Bailey warned: “If there is, that has made inflation stickier and we will have to be somewhat more restrictive than either of the other two cases.”
Based on the middle scenario, Bailey signalled expectations of approximately four interest rate cuts in the coming year.
These cuts would gradually reduce borrowing costs as inflation continues to fade. If implemented, such reductions would bring the base rate down to 3.75 per cent, marking the lowest level since early 2023.
The Bank’s inflation target remains firmly set at two per cent, with recent figures showing consumer price inflation has fallen dramatically from its 2022 peak of 11 per cent.
After dropping to 1.7 per cent in September, inflation saw a slight uptick to 2.3 per cent in October, highlighting the ongoing volatility in price pressures.
Business leaders are already showing significant concern over the impending National Insurance changes, according to recent surveys.

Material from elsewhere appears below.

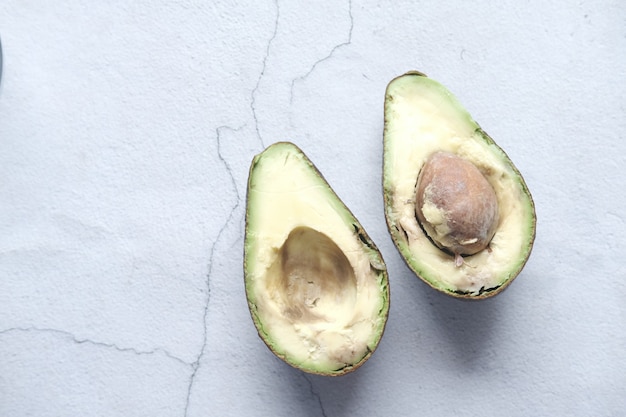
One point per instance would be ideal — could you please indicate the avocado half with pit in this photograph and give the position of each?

S&P Global’s purchasing managers index revealed widespread implementation of hiring freezes across British companies.
Survey participants specifically cited “strong wage pressures and forthcoming increases in employers’ National Insurance contributions” as key factors in their decisions.
The uncertainty surrounding how businesses will ultimately absorb these increased costs remains a critical factor in the Bank’s monetary policy considerations.
The OECD has warned that additional spending measures in the Budget could fuel inflation pressures. This increased inflation risk could constrain the Bank of England’s ability to implement interest rate cuts.
The Bank’s Governor indicated that by spring, there should be greater clarity on how businesses have adapted to the new cost environment.